With that in mind, I have to say I wanted to love this book so much, and I ended up hating it.

It felt so biased.  There seemed to be a huge bias towards people complaining bitterly about London – in some ways that I agreed with, but often in ways that I didn’t.  The times that the peopel were upbeat and positive, they were mainly just talking about their very interesting jobs (eg bus control room operators, Spitalfields market trader, stock-broker turned cabbie, funeral director, the actress who is the voice of London Underground), and they didn’t tend to offer an opinion on London itself – so the only opinions seemed to be extremely negative.

I don’t think that it helped that not very far into the book at all, a South African that lived here for a while describes London as “…a city full of Asperger’s people…”  How rude!  It’s funny how London is possibly one of the most multiculturally diverse places in the world, and yet people always refer to ‘Londoners’ as being a certain way.

The only people that seemed to be very positive and confess their love for London were people that lived in the East End or Essex borders.  The stockbroker turned cabbie, the market trader, and the old lady whose daughter keeps wanting to get her a nice flat in Broxbourne, but who says “London gets to you. I can’t leave it. There’s too much quiet in the countryside.”

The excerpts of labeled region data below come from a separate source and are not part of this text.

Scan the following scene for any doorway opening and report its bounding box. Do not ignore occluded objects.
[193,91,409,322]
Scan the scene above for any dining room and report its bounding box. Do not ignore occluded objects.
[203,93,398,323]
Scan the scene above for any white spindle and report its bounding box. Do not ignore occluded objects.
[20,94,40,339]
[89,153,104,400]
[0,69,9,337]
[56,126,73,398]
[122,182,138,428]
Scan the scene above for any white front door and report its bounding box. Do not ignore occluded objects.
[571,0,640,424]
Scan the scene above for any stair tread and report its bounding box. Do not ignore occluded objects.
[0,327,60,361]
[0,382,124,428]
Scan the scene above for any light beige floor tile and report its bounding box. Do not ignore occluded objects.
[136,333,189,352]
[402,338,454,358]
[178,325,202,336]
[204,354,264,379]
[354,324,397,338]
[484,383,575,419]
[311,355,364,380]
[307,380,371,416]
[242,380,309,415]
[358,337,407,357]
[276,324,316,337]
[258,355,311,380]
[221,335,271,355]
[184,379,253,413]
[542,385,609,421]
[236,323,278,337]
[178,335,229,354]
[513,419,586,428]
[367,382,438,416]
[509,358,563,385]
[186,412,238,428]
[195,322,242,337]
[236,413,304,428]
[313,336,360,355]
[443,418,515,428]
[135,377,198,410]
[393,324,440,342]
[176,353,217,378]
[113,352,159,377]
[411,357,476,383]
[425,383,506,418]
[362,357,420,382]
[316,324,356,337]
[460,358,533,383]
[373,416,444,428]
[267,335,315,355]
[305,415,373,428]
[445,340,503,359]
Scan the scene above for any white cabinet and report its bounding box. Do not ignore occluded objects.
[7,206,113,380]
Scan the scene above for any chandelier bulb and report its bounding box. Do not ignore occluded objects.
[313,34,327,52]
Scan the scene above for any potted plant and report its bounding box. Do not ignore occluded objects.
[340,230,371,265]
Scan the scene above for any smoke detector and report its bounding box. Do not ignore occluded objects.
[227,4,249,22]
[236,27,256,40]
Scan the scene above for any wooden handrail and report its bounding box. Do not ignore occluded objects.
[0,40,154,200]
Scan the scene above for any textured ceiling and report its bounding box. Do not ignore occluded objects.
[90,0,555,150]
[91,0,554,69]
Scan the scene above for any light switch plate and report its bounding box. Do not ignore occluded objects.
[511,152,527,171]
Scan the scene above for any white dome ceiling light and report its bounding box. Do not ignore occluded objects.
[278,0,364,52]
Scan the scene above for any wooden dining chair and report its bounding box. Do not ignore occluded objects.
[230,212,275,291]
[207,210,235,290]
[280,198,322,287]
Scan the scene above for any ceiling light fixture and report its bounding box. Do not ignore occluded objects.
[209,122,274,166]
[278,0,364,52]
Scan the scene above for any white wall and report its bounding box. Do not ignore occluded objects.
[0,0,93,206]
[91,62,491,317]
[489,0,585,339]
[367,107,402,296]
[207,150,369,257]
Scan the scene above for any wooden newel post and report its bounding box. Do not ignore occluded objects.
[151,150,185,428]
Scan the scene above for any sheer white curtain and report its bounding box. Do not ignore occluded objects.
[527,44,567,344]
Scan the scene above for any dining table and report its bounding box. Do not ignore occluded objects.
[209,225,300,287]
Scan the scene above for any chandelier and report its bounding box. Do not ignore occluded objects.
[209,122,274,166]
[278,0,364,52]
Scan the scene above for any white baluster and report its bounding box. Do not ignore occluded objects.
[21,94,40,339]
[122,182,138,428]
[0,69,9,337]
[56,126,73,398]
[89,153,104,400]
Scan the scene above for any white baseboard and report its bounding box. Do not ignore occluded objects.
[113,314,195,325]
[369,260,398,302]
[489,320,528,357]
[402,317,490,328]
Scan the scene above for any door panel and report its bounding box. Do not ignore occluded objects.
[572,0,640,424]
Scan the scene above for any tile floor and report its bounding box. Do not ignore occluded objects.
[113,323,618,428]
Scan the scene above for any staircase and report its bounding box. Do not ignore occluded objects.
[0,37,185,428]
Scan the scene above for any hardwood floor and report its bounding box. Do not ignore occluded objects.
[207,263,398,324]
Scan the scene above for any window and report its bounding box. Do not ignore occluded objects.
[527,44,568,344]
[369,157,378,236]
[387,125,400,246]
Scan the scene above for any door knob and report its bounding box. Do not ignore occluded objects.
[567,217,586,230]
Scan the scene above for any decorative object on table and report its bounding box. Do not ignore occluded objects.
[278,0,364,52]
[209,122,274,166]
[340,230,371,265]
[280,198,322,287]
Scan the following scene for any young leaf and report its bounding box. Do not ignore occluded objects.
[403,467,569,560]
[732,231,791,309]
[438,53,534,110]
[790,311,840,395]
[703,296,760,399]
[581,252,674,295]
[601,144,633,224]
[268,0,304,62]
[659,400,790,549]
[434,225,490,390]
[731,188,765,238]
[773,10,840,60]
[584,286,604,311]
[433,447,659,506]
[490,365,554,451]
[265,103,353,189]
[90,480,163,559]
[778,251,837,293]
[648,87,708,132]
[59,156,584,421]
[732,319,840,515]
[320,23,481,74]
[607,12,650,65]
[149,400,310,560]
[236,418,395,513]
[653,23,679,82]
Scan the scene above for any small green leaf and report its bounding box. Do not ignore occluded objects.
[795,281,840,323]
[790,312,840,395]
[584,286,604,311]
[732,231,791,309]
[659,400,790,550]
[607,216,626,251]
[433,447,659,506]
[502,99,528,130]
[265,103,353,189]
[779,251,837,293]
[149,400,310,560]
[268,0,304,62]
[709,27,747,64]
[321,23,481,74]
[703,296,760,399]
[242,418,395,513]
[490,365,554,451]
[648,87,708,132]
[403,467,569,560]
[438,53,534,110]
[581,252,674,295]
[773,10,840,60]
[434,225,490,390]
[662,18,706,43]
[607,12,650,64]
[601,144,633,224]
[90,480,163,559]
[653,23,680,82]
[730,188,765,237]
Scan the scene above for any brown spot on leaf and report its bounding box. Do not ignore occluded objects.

There seemed to be so much missed out from what makes London great, and different to other place in Britain.  However, this in itself cemented my love for London, and made me see it through different eyes yet again.  I feel that there was so much unexplored – but so much that I haven’t explored myself.

And I have to say, the disappointment in this book has inspired me, and given me an idea to do something myself.  Watch this space (but don’t hold your breath!)